Figure 1: Cloud Computing Predict System Overview
In Figure 1 the solutions architecture of this predict is depicted. Below follows a brief description of each module in the system:
GitHub Template Repo: This dedicated EXPLORE template repo which houses all the content and instructions for a student to complete the Predict.
AWS Lambda: A serverless compute instance responsible for multiple processing steps:
- Stores the enquiry details within an AWS DynamoDB instance for later retrieval.
- Forwards the enquiry contents to AWS Comprehend to help formulate an intelligent response to the site visitor.
- Provides logic to formulate an intelligent response based on AWS Comprehend output.
- Upon successful completion of these tasks, invokes AWS SES to send emails to the website enquirer and an automated marking email address hosted by EDSA.
AWS Amplify: Responsible for serving the static web content hosted in GitHub which becomes the basis of the student web page.
Amazon DynamoDB: A NoSQL database responsible for storing enquiry details from individuals visiting the student webpage.
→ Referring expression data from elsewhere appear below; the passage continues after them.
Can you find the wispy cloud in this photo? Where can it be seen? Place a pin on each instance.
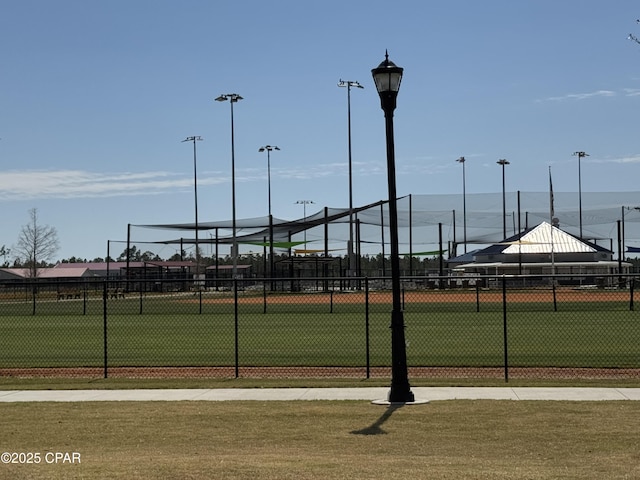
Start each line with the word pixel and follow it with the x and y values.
pixel 581 96
pixel 628 159
pixel 625 92
pixel 28 184
pixel 42 184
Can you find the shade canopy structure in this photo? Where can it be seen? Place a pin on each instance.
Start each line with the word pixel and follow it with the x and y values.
pixel 421 218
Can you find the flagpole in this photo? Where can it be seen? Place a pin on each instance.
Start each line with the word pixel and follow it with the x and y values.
pixel 551 214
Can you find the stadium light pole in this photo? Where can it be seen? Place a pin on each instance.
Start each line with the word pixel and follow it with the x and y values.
pixel 269 149
pixel 348 84
pixel 580 156
pixel 233 98
pixel 304 204
pixel 387 77
pixel 195 139
pixel 503 162
pixel 464 203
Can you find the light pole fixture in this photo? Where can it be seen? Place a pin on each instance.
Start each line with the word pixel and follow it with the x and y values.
pixel 503 162
pixel 233 98
pixel 580 155
pixel 348 84
pixel 195 139
pixel 464 203
pixel 304 204
pixel 387 77
pixel 269 149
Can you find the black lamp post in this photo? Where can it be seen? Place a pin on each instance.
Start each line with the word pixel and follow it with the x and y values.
pixel 348 84
pixel 580 155
pixel 269 149
pixel 233 98
pixel 464 203
pixel 195 139
pixel 503 162
pixel 387 77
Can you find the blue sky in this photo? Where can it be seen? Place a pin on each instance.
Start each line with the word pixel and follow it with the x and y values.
pixel 96 98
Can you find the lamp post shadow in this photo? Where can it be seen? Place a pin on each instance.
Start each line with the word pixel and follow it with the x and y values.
pixel 376 427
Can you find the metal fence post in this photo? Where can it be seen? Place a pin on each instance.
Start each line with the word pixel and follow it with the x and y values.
pixel 104 326
pixel 235 319
pixel 366 309
pixel 504 329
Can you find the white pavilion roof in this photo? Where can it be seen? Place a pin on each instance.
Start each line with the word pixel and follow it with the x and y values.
pixel 548 239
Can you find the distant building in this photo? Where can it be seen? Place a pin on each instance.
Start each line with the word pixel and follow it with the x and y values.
pixel 542 250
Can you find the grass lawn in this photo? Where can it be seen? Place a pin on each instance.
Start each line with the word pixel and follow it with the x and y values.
pixel 327 440
pixel 318 330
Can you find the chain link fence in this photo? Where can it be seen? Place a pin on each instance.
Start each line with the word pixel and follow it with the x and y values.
pixel 471 327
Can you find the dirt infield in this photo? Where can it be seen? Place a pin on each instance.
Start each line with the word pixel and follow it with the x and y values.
pixel 326 372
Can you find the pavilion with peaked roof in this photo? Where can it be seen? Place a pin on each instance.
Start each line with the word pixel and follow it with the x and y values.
pixel 543 250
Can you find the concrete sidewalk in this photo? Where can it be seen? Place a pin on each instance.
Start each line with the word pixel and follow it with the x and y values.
pixel 291 394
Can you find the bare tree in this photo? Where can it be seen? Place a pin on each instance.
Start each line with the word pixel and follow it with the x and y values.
pixel 37 244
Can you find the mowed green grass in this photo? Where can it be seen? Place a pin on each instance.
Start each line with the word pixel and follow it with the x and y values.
pixel 179 331
pixel 326 440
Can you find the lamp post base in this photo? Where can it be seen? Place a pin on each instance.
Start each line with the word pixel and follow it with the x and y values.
pixel 387 402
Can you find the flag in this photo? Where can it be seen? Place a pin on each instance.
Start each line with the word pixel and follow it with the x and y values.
pixel 551 210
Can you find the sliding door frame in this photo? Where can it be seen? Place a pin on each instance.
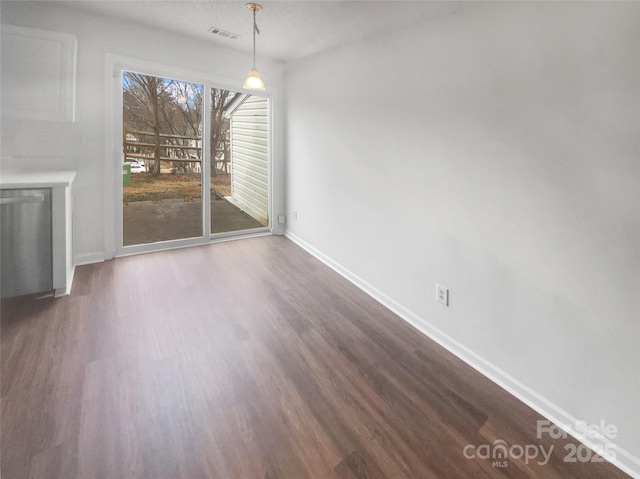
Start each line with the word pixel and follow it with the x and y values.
pixel 114 156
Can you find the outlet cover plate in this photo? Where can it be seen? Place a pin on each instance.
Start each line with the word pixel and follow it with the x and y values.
pixel 442 294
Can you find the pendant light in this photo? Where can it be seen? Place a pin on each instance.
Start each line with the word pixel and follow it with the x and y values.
pixel 253 80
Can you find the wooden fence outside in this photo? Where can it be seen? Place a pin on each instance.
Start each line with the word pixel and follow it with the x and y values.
pixel 179 151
Anazon SES: A code-driven email service responsible for returning an intelligent response to webpage visitors based upon their enquiries.
AWS API Gateway: AWS service responsible for receiving enquiry details via an API call from the student webpage, and for passing these on to the internal lambda function.
AWS Comprehend: An intelligent NLP service capable of characterising sentiment and extracting key-phrases from the ingested text. Used to detect topics within the received webpage enquiries.
The completion of the predict involves nine distinct steps which follow on from one another sequentially. This means that you have to completely finish a particular step before you can move on to the next one.
Brief description of each step in the 9-step predict process:
Step 1: In the first step you will create a private fork of this repo (EDSA Cloud-Computing template repo) that stores all of the code needed to host your static website.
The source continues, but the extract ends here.